Correlation Between Rush Street and Putnam Floating
Can any of the company-specific risk be diversified away by investing in both Rush Street and Putnam Floating at the same time? Although using a correlation coefficient on its own may not help to predict future stock returns, this module helps to understand the diversifiable risk of combining Rush Street and Putnam Floating into the same portfolio, which is an essential part of the fundamental portfolio management process.
By analyzing existing cross correlation between Rush Street Interactive and Putnam Floating Rate, you can compare the effects of market volatilities on Rush Street and Putnam Floating and check how they will diversify away market risk if combined in the same portfolio for a given time horizon. You can also utilize pair trading strategies of matching a long position in Rush Street with a short position of Putnam Floating. Check out your portfolio center.

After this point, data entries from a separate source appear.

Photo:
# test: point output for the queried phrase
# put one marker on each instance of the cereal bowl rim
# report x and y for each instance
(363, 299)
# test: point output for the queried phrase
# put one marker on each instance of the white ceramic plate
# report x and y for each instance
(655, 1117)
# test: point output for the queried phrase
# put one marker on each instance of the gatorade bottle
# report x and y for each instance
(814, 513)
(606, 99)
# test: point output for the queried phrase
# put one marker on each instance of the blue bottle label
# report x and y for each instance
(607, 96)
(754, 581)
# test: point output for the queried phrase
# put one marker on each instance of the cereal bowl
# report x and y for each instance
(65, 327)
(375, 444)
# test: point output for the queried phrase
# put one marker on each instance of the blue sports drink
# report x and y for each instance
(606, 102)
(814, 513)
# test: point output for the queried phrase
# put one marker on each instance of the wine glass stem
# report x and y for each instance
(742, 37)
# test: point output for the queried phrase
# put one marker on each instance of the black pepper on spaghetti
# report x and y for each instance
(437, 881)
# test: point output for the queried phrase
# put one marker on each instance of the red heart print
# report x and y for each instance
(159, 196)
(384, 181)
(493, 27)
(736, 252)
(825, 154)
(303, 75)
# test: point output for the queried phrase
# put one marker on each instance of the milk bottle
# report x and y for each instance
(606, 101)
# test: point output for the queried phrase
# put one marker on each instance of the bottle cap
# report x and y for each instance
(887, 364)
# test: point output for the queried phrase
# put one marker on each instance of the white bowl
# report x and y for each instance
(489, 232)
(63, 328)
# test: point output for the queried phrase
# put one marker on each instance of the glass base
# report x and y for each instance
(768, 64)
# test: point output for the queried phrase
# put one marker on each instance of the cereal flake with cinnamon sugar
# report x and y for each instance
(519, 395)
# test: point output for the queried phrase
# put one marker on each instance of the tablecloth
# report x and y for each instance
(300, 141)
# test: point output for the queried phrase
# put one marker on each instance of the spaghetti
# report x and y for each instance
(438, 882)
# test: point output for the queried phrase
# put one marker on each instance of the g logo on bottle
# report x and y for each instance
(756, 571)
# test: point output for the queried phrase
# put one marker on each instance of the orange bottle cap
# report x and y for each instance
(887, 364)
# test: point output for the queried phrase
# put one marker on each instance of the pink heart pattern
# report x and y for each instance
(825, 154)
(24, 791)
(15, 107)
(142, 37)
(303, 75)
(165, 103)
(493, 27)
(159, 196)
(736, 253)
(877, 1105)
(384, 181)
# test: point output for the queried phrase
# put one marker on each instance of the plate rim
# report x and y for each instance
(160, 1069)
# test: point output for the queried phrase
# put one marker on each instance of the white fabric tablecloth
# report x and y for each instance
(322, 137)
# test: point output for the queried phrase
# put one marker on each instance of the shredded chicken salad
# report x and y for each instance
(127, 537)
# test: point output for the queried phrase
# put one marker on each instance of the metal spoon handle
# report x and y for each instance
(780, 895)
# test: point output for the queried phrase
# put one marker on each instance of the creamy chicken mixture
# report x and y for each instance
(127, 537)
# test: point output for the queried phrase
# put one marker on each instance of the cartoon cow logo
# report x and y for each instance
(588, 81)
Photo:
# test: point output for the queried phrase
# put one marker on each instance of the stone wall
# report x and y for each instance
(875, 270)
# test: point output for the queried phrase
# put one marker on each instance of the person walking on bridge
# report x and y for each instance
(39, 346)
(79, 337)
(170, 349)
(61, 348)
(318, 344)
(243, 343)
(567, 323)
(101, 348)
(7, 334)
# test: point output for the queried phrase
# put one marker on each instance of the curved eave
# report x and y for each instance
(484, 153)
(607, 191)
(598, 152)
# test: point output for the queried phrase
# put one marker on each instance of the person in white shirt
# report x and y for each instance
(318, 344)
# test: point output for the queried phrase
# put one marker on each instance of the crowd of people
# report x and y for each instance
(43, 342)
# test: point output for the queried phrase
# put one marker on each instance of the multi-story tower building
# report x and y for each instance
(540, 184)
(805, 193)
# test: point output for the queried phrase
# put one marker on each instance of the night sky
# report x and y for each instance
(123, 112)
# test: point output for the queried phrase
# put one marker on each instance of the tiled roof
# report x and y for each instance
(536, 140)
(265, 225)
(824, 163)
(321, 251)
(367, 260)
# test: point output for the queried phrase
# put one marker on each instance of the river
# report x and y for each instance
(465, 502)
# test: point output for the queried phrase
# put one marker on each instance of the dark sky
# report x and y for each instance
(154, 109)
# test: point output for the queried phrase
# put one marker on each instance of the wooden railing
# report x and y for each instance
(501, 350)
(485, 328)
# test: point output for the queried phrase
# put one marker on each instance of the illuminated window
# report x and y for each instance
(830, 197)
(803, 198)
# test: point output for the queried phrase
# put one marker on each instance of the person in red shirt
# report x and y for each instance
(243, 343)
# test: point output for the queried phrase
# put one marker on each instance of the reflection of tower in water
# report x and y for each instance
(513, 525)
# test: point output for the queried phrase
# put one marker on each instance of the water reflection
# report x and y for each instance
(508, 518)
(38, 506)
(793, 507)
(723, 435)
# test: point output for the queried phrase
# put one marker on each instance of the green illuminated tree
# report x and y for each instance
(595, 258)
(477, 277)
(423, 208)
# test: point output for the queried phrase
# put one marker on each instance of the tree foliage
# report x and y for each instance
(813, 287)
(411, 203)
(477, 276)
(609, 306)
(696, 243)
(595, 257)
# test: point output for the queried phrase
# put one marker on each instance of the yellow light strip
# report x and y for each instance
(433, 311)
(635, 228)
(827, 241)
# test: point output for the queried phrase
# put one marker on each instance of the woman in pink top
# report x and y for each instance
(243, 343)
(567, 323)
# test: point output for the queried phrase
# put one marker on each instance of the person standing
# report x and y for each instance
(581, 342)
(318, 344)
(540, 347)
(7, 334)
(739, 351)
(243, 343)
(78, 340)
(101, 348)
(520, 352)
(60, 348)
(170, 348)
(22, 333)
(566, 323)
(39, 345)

Please also check ongoing floating volatility patterns of Rush Street and Putnam Floating.
Diversification Opportunities for Rush Street and Putnam Floating
0.78 | Correlation Coefficient |
Poor diversification
The 3 months correlation between Rush and Putnam is 0.78. Overlapping area represents the amount of risk that can be diversified away by holding Rush Street Interactive and Putnam Floating Rate in the same portfolio, assuming nothing else is changed. The correlation between historical prices or returns on Putnam Floating Rate and Rush Street is a relative statistical measure of the degree to which these equity instruments tend to move together. The correlation coefficient measures the extent to which returns on Rush Street Interactive are associated (or correlated) with Putnam Floating. Values of the correlation coefficient range from -1 to +1, where. The correlation of zero (0) is possible when the price movement of Putnam Floating Rate has no effect on the direction of Rush Street i.e., Rush Street and Putnam Floating go up and down completely randomly.

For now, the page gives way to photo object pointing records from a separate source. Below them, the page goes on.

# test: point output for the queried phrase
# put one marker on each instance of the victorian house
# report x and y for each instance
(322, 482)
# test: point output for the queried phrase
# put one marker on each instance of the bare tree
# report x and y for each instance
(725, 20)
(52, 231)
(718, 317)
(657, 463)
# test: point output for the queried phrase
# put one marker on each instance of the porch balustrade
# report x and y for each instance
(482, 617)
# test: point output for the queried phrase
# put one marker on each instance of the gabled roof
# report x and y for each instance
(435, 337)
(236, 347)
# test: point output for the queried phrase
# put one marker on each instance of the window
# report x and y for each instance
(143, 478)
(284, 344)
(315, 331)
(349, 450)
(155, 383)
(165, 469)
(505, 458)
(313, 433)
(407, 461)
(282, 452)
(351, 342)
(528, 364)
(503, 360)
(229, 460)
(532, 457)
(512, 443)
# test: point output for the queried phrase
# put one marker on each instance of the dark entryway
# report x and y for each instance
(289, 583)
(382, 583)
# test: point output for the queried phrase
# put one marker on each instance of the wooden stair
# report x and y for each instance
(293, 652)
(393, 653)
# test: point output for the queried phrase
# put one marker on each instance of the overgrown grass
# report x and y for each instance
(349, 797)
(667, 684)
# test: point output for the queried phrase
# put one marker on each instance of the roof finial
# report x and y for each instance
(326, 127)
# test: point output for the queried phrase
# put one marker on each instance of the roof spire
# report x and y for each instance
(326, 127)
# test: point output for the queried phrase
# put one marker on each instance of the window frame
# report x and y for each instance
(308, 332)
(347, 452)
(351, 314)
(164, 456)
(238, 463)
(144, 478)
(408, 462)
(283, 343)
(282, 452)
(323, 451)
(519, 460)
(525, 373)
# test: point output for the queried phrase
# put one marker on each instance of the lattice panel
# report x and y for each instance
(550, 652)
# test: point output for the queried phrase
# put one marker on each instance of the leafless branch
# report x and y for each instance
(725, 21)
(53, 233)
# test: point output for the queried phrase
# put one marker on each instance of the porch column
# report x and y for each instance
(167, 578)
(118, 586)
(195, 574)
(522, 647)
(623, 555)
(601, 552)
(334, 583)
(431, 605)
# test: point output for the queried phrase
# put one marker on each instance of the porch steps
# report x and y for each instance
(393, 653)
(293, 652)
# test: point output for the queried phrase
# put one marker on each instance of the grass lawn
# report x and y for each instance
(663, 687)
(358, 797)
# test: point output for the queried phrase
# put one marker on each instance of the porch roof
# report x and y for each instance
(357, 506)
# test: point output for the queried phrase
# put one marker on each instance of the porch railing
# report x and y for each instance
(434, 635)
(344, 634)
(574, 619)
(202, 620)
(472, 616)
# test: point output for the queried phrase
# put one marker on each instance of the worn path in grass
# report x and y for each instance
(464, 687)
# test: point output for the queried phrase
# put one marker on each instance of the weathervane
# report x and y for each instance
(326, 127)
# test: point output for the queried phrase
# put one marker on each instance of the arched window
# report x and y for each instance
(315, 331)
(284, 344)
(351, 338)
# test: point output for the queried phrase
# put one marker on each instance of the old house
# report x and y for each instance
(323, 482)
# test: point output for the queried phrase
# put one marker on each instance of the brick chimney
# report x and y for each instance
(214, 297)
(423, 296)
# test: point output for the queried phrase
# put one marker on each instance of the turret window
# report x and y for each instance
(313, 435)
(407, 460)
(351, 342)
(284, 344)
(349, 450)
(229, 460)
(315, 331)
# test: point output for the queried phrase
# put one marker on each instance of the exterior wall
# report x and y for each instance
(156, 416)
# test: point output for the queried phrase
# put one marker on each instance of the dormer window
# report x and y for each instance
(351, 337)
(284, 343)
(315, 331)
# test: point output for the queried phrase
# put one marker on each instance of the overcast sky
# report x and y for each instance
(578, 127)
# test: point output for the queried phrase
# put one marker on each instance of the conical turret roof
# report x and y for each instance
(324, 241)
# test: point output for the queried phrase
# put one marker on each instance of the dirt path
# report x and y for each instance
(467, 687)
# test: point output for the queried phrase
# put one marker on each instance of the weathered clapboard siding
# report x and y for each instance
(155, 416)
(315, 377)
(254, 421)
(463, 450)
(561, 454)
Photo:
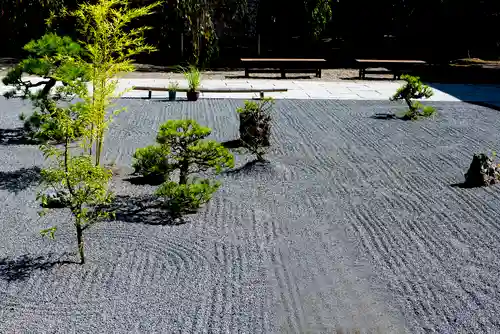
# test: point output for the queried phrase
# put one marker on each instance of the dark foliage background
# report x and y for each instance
(433, 30)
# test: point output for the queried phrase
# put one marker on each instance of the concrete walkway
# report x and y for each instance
(300, 89)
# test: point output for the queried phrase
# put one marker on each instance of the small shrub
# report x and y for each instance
(193, 77)
(414, 89)
(182, 147)
(255, 126)
(173, 86)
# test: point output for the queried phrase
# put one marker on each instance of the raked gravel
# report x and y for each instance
(353, 225)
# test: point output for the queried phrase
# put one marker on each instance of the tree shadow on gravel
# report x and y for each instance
(16, 136)
(388, 116)
(141, 180)
(20, 179)
(250, 167)
(232, 144)
(21, 268)
(142, 210)
(463, 185)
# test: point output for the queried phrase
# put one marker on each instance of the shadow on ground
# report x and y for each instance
(142, 210)
(16, 136)
(251, 167)
(142, 181)
(368, 79)
(270, 77)
(20, 179)
(21, 268)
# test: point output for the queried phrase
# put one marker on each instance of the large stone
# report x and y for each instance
(482, 172)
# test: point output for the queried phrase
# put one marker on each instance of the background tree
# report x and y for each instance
(110, 47)
(54, 59)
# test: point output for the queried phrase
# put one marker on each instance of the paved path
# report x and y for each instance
(335, 90)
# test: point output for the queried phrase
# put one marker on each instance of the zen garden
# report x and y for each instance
(193, 200)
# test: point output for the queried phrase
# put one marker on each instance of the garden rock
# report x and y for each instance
(482, 172)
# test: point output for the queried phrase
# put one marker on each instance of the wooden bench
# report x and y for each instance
(396, 67)
(208, 90)
(283, 66)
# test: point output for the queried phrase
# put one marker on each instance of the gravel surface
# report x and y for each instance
(353, 225)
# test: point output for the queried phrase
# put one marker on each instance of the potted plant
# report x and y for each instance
(255, 126)
(172, 90)
(193, 77)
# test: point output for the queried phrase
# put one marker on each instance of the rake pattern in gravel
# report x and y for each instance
(353, 224)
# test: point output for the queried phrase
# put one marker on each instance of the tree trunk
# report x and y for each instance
(46, 90)
(79, 237)
(183, 172)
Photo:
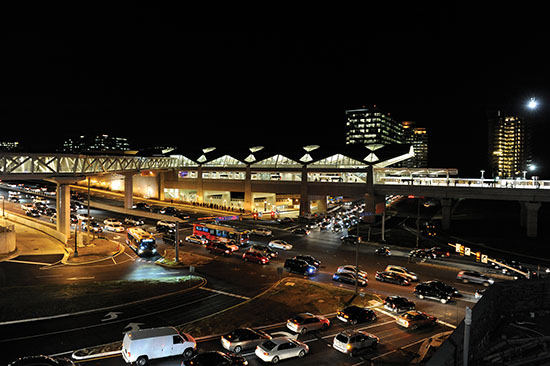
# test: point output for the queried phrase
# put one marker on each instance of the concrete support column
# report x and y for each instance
(446, 213)
(200, 190)
(161, 179)
(321, 202)
(304, 196)
(248, 190)
(63, 207)
(128, 190)
(531, 220)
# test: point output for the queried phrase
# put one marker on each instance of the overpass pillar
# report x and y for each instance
(446, 213)
(530, 218)
(304, 196)
(128, 190)
(248, 190)
(63, 208)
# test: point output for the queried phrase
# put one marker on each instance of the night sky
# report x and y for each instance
(140, 74)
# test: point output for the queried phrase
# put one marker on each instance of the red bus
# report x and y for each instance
(221, 233)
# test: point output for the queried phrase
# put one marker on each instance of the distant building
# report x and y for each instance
(418, 138)
(372, 126)
(96, 144)
(509, 147)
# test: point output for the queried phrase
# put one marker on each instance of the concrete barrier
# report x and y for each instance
(7, 240)
(44, 227)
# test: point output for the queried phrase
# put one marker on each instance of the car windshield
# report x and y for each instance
(342, 338)
(298, 319)
(268, 345)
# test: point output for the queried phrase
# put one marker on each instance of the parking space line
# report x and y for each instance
(225, 293)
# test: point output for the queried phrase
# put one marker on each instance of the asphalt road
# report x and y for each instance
(236, 279)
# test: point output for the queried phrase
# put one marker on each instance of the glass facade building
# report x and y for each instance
(509, 153)
(417, 137)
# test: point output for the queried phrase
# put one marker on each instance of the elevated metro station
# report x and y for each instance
(262, 179)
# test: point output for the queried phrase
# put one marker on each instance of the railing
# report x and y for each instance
(465, 182)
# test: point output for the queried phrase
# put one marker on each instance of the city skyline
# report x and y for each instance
(145, 79)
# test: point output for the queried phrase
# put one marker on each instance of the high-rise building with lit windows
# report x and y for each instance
(418, 138)
(372, 126)
(509, 150)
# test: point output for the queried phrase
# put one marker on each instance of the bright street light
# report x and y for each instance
(533, 103)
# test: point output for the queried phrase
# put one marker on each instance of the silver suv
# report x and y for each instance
(474, 277)
(353, 342)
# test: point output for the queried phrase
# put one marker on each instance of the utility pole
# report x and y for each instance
(177, 241)
(467, 324)
(418, 222)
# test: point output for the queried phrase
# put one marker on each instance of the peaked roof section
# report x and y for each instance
(314, 156)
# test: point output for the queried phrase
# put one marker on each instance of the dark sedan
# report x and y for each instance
(348, 277)
(398, 304)
(391, 277)
(355, 314)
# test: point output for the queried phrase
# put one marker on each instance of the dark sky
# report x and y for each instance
(137, 72)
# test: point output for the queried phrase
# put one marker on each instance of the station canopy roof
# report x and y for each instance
(314, 156)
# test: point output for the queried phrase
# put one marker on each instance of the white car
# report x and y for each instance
(111, 221)
(115, 227)
(262, 232)
(277, 349)
(348, 268)
(279, 244)
(27, 206)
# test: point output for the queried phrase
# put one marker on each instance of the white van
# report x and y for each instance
(146, 344)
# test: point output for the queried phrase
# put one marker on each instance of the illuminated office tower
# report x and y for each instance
(372, 126)
(418, 138)
(509, 150)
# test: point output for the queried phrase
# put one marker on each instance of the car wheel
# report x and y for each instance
(188, 353)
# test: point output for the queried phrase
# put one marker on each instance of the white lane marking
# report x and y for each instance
(225, 293)
(28, 262)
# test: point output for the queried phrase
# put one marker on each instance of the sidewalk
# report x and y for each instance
(33, 242)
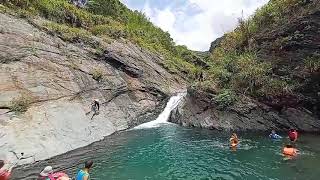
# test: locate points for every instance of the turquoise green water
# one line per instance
(173, 152)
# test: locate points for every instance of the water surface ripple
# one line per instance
(173, 152)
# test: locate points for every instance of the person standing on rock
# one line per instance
(83, 174)
(5, 173)
(95, 107)
(293, 135)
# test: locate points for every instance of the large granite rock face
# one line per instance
(61, 79)
(198, 110)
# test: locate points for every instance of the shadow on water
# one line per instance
(173, 152)
(71, 161)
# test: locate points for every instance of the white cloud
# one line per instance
(197, 23)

Pair Corralation between Rush Street and Putnam Floating
Considering the 90-day investment horizon Rush Street Interactive is expected to generate 20.54 times more return on investment than Putnam Floating. However, Rush Street is 20.54 times more volatile than Putnam Floating Rate. It trades about 0.14 of its potential returns per unit of risk. Putnam Floating Rate is currently generating about 0.16 per unit of risk. If you would invest 895.00 in Rush Street Interactive on August 29, 2024 and sell it today you would earn a total of 526.00 from holding Rush Street Interactive or generate 58.77% return on investment over 90 days.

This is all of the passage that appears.